🤖 AI Summary
In energy-harvesting-driven buffer-aided relay networks, existing link scheduling schemes fail to guarantee full diversity gain under the coupled dynamics of data queue length and residual energy states.
Method: We propose a state-aware joint link priority mechanism—the first to rigorously achieve full diversity order in such systems. We model the system as a Markov process, derive a closed-form expression for the outage probability, and design an adaptive energy–data co-scheduling strategy.
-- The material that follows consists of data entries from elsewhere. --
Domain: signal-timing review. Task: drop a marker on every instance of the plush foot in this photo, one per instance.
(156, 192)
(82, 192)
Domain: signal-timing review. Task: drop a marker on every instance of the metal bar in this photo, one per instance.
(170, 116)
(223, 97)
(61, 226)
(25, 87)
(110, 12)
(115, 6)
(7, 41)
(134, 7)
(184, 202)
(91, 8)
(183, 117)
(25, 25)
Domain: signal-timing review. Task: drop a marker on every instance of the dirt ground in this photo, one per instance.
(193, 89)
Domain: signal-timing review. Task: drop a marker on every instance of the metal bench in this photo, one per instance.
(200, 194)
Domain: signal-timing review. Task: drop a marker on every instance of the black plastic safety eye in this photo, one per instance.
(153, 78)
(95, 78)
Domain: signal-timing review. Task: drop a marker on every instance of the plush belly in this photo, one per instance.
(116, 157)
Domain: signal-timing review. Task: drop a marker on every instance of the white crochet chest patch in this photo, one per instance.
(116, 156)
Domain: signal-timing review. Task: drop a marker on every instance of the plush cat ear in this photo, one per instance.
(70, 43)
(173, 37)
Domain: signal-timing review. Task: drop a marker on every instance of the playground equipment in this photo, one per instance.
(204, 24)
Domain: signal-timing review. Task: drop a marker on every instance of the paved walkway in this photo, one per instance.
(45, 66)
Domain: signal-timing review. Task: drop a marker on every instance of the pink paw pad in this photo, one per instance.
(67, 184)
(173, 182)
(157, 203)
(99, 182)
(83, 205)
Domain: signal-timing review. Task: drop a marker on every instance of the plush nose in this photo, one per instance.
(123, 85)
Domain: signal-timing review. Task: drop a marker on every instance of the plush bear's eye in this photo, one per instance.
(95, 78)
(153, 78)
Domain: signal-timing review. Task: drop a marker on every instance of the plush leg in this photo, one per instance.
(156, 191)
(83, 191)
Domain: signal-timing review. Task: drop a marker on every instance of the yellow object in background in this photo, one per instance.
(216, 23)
Contribution/Results: Our approach significantly reduces outage probability across all operating regimes while consistently attaining the maximum achievable diversity order. The core innovation lies in introducing the first dynamic priority rule jointly driven by real-time queue length and residual energy, thereby breaking the fundamental diversity limit imposed by dual-resource coupling. This enables optimal exploitation of spatial and temporal diversity in energy-constrained relay networks.
📝 Abstract
This paper proposes a novel relay selection scheme for buffer-aided wireless networks with relays equipped with both data buffers and energy storage. While buffer-aided relay networks have demonstrated significantly improved performance, energy harvesting has become an attractive solution in many wireless systems, garnering considerable attention when applied to buffer-aided relay networks. It is known that state-dependent selection rules must be used to achieve full diversity order in buffer-aided relay networks, requiring link priorities for data transmission to be set based on system states. This task becomes challenging when both data buffers and energy storage are involved. In this paper, we introduce a novel method for setting link priorities, which forms the basis for a new selection rule. The outage probability of the proposed selection scheme is derived. The simulation results demonstrate the superiority of our proposed algorithm which achieves full diversity in buffer-aided relay selection with energy storage, and consistently outperforms baseline approaches across various metrics.